The invention discloses a dynamic detection system for a train in a high-speed running state, and belongs to the field of dynamic detection of trains. A dynamic detection system under the high-speed running state of a train, the data acquisition method adopted has the characteristics of simple installation, easy networking, convenient maintenance and the like, and can improve the energy of characteristic information quantity concerned by an observer while inhibiting noise, such as periodic impact caused by rail joints, periodic impact caused by gear abrasion and the like; the method can change the non-periodic impact caused by train defects into the periodic characteristic in a certain local time period, and can obviously distinguish various excitement such as the periodic impact caused by rail gaps, the non-periodic impact caused by the rail defects, the periodic impact caused by trains, the interference impact caused by trains, the periodic impact caused by train faults and the like in a time frequency spectrum.

Description

Dynamic detection system under high-speed running state of train
Technical Field
The invention relates to the field of train dynamic detection, in particular to a dynamic detection system for a train in a high-speed running state.
Background
With the new period of the leap-type development of railways in China, high-speed motor train units are started to be operated in large quantities, more than 2000 motor train units are put on line first, and the daily bearing passenger capacity of the motor train units is also increased in a festival mode. With the increase of years, the failure rate of the high-speed rail is also rising, and how to ensure the continuous, reliable and effortful operation of the high-speed rail is a problem which the high-speed rail in China has to overcome.
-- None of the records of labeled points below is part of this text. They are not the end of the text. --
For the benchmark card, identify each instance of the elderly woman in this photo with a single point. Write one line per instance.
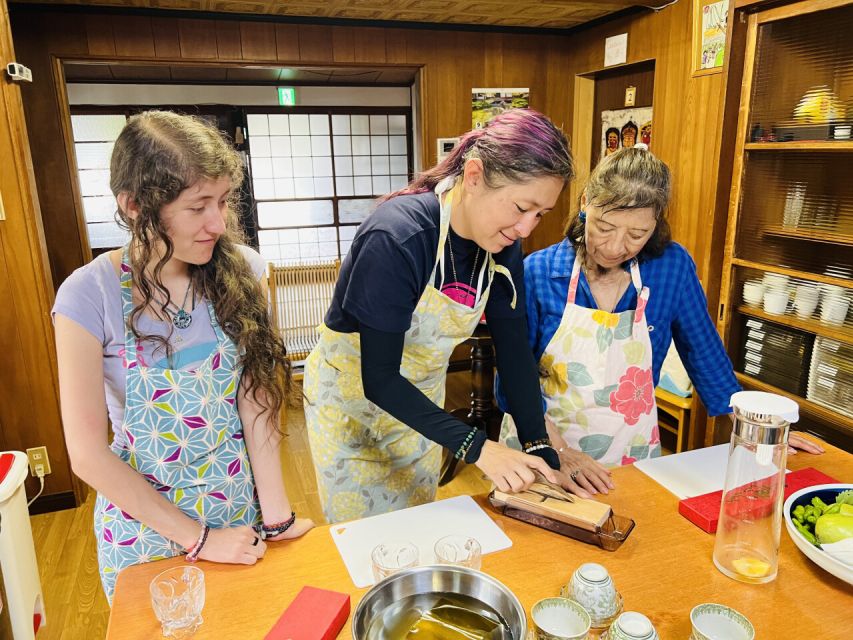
(603, 306)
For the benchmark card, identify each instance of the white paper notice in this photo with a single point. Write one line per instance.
(616, 50)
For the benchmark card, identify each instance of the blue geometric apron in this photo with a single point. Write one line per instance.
(182, 432)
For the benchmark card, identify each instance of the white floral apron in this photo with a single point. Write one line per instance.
(183, 433)
(366, 461)
(596, 379)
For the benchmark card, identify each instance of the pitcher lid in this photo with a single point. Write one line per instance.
(764, 406)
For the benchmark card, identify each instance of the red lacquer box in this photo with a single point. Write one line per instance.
(314, 614)
(704, 510)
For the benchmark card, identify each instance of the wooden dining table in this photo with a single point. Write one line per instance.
(662, 570)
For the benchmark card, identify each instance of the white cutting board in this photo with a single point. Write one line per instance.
(422, 525)
(694, 473)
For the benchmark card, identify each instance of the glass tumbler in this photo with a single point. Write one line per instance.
(177, 596)
(459, 550)
(389, 557)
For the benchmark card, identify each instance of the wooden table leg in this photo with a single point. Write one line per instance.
(482, 412)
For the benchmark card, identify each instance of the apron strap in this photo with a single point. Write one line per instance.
(126, 285)
(573, 282)
(642, 292)
(499, 268)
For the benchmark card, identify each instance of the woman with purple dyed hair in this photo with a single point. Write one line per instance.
(422, 270)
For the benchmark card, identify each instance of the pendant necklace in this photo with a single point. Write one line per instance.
(466, 294)
(180, 318)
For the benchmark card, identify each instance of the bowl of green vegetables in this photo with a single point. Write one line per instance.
(819, 520)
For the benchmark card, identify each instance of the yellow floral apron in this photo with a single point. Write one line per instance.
(366, 461)
(596, 379)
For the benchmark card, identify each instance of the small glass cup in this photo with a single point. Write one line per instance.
(177, 596)
(459, 550)
(390, 557)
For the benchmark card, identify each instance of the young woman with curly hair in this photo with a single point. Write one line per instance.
(169, 338)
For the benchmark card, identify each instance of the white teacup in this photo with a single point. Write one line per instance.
(805, 307)
(807, 292)
(753, 292)
(834, 310)
(592, 587)
(711, 621)
(775, 302)
(632, 626)
(776, 281)
(560, 619)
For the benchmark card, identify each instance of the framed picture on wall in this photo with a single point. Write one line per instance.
(710, 18)
(444, 146)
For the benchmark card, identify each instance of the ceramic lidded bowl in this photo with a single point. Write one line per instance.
(559, 619)
(592, 587)
(718, 622)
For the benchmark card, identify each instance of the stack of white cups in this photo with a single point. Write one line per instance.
(776, 293)
(806, 299)
(834, 304)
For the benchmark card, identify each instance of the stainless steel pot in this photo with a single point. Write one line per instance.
(439, 579)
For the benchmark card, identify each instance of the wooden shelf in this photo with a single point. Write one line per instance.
(810, 235)
(842, 333)
(801, 145)
(806, 406)
(794, 273)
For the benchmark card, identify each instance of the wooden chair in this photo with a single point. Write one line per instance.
(300, 294)
(679, 408)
Some TEDS systems are installed in a plurality of railway train sections under the railway bureau, but the TEDS systems do not meet the functional indexes required by corresponding railway standards, and if reliable and stable products capable of replacing the existing systems appear, the TEDS systems still have a large market space.
The dynamic fault detection system of the motor train unit can find faults in the running of the motor train unit, is beneficial to improving the safety factor of the running of the motor train unit, can automatically detect each part of the motor train unit and improve the working efficiency of an overhaul facility; the high-speed railway has a large demand on the aspect of dynamic detection of the motor train unit, and the safety factor of the high-speed railway during operation is expected to be improved as much as possible; although a dynamic image detection system (TEDS) for the operation faults of the motor train unit exists at present, the dynamic detection system applied at present is single in identification method, low in identification efficiency and poor in stability, the system is hardly available, and a set of alternative system is urgently needed at present.
Disclosure of Invention
The invention aims to solve the problems of single identification method, low identification efficiency and poor stability of the conventional dynamic detection system, and provides a dynamic detection system in a high-speed running state of a train.
In order to achieve the purpose, the invention adopts the following technical scheme:
a dynamic detection system under a high-speed running state of a train comprises the following steps:
s1, vertically installing a plurality of vibration impact sensors above axle boxes of train bogie axles, installing wireless sensor nodes at the front end and the rear end of a train carriage, and networking the installed wireless sensors;
s2, preprocessing information acquired by the multiple sensors, wherein the preprocessing mainly comprises threshold processing, equidistant resampling and signal group classification;
s3, performing information alignment translation processing on the information subjected to the signal group classification processing in the S2;
s4, performing energy enhancement superposition processing on the signal obtained after the information alignment translation processing in the S3 in a space domain, and enabling g to bek(s) is the signal obtained after the signal group k is processed by energy enhancement and superposition, and then the signal can be obtained:
Figure BDA0002224540650000021
k=1,2,3,4,m=2,3,......
S5, signal g obtained after energy enhancement and superposition processing in S4k(s) processing by a modern time-frequency analysis method to obtain a spatial time-frequency spectrogram;
s6, the characteristic information of various vibration impact sources after the S5 impact reconstruction processing is reserved in a space time-frequency spectrogram, and the characteristic information of train defects is identified from the characteristic information of a plurality of vibration impact sources.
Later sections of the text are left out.